Ich nicke eifrig und setze ein Lächeln auf, das Thom aber schon gar nicht mehr wahrnimmt, da er bereits den nächsten Kollegen anblafft.

 

Die Besprechung ist vorbei und ich kehre an meinen Schreibtisch zurück. Bis zur Mittagspause versuche ich den Bericht zu schreiben, bekomme aber keinen vernünftigen Satz zustande. Als sich die ersten Kollegen in die Kantine verdrücken, beginnen meine Hände zu schwitzen. 12:30 Uhr. Ich stehe auf und schlendere hinaus auf den Gang. So unauffällig wie möglich nähere ich mich den Treppen, die zum Kellertrakt führen. Als der Gang für einen Moment leer ist, biege ich flink um die Ecke und springe die Stufen hinunter. Erleichtert öffne ich die Tür zum Archiv und pralle gegen etwas Weiches.

"Nanana, nicht so schnell. Wo wollen Sie denn hin?"

Eine rundliche Kollegin sieht mich prüfend an.

"Ich..." Verdutzt starre ich sie an. Na klar, die Kollegin, die Archiv-Dienst hat! Wie konnte ich die nur in der Aufregung vergessen?

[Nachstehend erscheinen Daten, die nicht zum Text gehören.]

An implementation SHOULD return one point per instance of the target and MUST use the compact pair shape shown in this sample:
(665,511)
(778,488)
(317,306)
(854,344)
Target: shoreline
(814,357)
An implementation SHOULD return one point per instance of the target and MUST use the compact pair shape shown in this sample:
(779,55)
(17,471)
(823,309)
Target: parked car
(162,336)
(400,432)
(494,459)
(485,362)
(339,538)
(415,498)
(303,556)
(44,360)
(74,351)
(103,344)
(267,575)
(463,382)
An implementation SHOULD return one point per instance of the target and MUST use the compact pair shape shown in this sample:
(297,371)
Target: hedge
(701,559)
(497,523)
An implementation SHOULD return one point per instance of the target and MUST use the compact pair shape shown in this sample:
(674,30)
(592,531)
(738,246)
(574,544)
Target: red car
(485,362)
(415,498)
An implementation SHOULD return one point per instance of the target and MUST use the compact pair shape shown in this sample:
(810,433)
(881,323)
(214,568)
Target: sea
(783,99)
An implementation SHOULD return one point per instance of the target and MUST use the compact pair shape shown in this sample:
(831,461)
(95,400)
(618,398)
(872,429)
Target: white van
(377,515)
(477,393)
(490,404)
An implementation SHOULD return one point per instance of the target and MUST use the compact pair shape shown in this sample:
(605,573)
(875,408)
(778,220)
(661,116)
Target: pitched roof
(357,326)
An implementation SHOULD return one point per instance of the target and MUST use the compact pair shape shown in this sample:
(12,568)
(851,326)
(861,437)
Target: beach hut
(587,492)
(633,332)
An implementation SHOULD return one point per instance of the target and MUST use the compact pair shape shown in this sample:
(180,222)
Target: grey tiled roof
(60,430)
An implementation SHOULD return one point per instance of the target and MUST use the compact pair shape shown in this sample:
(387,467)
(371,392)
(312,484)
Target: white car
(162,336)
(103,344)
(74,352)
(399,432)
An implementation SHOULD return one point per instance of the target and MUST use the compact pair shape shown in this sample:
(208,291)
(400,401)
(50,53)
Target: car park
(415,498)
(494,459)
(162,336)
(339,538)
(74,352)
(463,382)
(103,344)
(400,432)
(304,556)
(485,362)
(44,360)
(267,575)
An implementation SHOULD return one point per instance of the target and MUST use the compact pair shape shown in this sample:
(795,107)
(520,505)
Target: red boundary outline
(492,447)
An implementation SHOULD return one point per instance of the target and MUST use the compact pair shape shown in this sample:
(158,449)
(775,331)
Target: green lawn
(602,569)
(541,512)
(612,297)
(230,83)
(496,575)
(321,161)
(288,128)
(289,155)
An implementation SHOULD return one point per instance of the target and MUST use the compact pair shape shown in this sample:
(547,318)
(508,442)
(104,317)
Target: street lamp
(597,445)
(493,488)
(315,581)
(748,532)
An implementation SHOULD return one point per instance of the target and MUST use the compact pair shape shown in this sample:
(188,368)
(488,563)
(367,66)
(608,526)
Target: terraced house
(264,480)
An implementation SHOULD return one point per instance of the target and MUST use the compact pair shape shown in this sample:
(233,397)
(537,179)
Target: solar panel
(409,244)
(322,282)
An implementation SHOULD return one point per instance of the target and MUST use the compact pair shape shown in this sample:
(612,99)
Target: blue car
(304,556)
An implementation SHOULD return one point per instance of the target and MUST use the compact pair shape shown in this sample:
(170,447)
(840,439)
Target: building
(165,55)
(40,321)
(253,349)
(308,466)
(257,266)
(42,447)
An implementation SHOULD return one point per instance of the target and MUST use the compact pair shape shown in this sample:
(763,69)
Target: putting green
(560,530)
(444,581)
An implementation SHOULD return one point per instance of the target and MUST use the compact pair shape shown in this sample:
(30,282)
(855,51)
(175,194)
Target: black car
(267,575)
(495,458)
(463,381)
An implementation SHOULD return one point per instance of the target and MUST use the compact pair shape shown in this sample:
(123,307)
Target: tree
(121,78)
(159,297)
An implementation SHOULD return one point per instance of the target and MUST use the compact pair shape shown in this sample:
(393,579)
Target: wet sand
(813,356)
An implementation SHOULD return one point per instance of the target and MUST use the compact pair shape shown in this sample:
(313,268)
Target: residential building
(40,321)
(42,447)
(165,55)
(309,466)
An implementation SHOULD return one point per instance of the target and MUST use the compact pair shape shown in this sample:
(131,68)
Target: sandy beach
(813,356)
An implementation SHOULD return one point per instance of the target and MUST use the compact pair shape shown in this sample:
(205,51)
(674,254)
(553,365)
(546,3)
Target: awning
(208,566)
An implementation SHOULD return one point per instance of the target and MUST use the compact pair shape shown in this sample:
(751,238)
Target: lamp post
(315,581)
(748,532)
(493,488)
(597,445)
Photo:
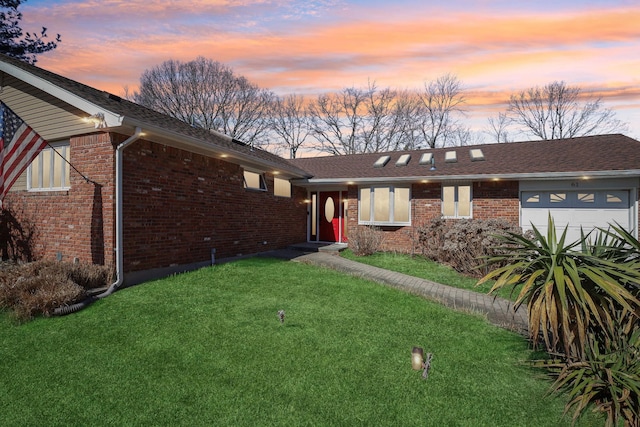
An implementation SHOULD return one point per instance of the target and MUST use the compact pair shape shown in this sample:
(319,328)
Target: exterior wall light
(97,120)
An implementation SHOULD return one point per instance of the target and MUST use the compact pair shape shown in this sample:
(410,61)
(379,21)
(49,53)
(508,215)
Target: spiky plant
(608,379)
(567,291)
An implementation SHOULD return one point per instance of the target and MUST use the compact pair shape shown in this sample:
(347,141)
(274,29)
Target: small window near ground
(456,201)
(50,170)
(254,181)
(281,187)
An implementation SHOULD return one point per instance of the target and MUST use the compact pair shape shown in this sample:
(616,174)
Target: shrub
(569,292)
(16,238)
(463,244)
(365,240)
(608,378)
(39,287)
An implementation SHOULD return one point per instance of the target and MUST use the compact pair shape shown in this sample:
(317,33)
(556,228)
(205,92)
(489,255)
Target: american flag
(19,145)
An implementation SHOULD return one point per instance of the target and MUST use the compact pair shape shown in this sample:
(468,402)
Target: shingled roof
(132,115)
(605,155)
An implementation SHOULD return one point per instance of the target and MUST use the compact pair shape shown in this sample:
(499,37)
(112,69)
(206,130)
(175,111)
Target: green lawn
(206,348)
(419,266)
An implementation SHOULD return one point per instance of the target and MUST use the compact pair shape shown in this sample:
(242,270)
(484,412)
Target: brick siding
(177,207)
(490,200)
(76,223)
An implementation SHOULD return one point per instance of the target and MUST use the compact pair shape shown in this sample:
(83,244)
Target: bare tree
(498,128)
(367,120)
(14,42)
(207,94)
(291,122)
(441,104)
(559,111)
(336,121)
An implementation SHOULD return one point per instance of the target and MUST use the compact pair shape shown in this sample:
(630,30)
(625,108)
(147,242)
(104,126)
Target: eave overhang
(111,119)
(537,176)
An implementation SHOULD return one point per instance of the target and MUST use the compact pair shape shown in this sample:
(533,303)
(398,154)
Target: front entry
(329,214)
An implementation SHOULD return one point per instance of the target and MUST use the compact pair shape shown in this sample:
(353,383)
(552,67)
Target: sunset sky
(494,47)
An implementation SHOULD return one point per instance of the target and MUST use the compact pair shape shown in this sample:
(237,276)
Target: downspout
(119,235)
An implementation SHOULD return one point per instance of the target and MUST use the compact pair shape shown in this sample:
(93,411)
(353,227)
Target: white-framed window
(384,205)
(50,170)
(281,187)
(456,201)
(254,181)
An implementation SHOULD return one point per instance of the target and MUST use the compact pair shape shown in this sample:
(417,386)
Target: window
(254,181)
(456,201)
(384,206)
(50,170)
(281,187)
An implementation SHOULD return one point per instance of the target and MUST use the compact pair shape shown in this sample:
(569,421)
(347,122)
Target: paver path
(498,311)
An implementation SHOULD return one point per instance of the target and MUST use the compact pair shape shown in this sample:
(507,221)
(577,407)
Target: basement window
(50,169)
(254,181)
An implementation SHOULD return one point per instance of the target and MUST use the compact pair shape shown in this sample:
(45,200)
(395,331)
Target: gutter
(633,173)
(119,235)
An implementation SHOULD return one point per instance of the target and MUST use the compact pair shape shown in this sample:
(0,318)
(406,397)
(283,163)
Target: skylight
(450,157)
(403,160)
(425,159)
(381,162)
(476,154)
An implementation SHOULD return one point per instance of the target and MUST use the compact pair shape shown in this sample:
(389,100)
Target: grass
(207,348)
(419,266)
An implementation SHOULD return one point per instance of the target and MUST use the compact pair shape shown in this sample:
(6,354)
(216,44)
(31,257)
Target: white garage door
(575,209)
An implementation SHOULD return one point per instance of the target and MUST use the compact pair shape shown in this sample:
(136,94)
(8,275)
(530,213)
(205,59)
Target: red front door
(329,214)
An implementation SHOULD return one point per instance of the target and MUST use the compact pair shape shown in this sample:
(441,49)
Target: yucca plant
(608,379)
(567,291)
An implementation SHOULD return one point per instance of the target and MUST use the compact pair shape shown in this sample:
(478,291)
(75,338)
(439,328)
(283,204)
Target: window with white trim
(254,181)
(456,201)
(281,187)
(50,170)
(386,205)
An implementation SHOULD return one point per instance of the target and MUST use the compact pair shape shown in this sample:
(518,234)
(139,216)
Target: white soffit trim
(111,119)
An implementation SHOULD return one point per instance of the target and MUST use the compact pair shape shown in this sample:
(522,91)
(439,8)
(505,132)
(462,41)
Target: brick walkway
(498,311)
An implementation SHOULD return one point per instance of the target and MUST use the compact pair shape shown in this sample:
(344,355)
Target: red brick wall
(497,199)
(490,200)
(77,223)
(180,205)
(177,207)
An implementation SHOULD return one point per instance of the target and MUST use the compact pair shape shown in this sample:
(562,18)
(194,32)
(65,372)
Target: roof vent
(425,159)
(476,154)
(114,97)
(403,160)
(381,162)
(450,157)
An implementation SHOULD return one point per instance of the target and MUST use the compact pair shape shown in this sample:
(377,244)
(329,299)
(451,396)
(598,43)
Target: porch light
(97,120)
(417,361)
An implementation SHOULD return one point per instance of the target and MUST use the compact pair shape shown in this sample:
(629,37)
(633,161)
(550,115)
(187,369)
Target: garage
(576,209)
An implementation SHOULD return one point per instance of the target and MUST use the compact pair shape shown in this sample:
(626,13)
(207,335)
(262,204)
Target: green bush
(37,288)
(608,378)
(568,290)
(463,244)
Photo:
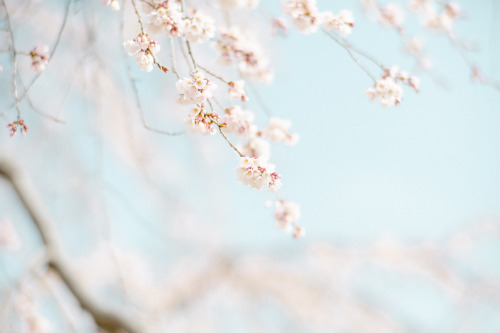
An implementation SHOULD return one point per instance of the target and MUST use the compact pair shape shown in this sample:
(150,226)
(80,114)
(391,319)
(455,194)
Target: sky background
(360,172)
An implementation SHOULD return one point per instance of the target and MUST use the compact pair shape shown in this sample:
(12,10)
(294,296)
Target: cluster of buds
(143,48)
(388,88)
(39,57)
(113,4)
(287,214)
(13,126)
(258,174)
(237,90)
(195,90)
(202,122)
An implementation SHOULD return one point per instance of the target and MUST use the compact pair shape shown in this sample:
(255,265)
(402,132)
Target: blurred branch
(105,319)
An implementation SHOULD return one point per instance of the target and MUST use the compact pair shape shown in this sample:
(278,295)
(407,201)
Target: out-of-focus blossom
(195,90)
(258,174)
(237,90)
(113,4)
(343,22)
(39,57)
(143,48)
(304,14)
(198,27)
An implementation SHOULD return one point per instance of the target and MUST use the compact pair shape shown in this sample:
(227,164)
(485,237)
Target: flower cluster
(202,122)
(198,27)
(277,131)
(286,214)
(165,17)
(237,90)
(304,14)
(388,88)
(39,57)
(241,47)
(239,121)
(195,90)
(13,126)
(342,23)
(114,4)
(143,49)
(237,4)
(258,174)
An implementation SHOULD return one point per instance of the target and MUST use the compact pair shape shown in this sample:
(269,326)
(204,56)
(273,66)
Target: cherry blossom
(237,90)
(304,14)
(239,121)
(113,4)
(195,90)
(258,174)
(199,27)
(9,239)
(256,147)
(13,126)
(342,23)
(39,57)
(388,88)
(143,48)
(202,122)
(237,4)
(165,17)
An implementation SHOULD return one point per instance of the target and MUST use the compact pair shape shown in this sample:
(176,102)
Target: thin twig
(63,25)
(133,85)
(172,55)
(349,49)
(213,74)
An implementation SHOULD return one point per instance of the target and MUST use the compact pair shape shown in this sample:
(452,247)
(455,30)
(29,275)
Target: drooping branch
(107,320)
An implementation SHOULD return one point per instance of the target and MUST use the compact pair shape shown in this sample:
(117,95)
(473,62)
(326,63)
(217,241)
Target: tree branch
(109,321)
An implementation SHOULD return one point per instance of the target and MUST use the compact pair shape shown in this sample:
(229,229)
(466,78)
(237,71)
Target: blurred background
(401,205)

"Ich brauche die Akte zum Fall... zum Fall Huber!"

Die Archivarin zieht die Augenbrauen hoch. "Ich mache jetzt erst einmal Mittagspause, Liebes. Kommen Sie in einer halben Stunde wieder."

"Ich brauche die Akte aber ganz dringend! Hauptkommissar Thom reißt mir sonst den Kopf ab!" Meine Stimme klingt verzweifelt und löst in der Archivarin einen Lachanfall aus.

"So schlimm? Na, wir wollen ja nicht Ihr hübsches Köpfchen riskieren. Dann mal los!"

Sie macht auf dem Absatz kehrt und führt mich ins Schummerlicht des Archivs. "Ich zeige Ihnen nur schnell, wo Sie die Akte finden. Dann muss ich in die Kantine." In einem verschwörerischem Flüsterton fügt sie hinzu: "Ich bin nämlich heute mit dem Karl aus dem Labor verabredet."

Ich lächle gequält und frage mich, wer zur Hölle Karl ist. Bevor ich weiter darüber nachdenken kann, bleibt sie vor ihrem Schreibtisch stehen, der inmitten des Raumes zwischen den vielen Aktenschränken steht.

"Hier ist das Register, chronologisch aufgebaut und alphabetisch sortiert. Ihren Fall Huber finden Sie doch ausnahmsweise allein, oder?"

"Na klar. Vielen Dank!" Ich nicke eifrig und sehe ihr dann hinterher. Sobald ich die Tür ins Schloss fallen höre, schlage ich das Register auf und suche nach dem Jahr 2007. Der Ordner ist schnell gefunden. Aufgeregt blättere ich zum Buchstaben Y. Clara Yang. Da steht es. Archiviert unter der Nummer 07-07-14-CY-JB037.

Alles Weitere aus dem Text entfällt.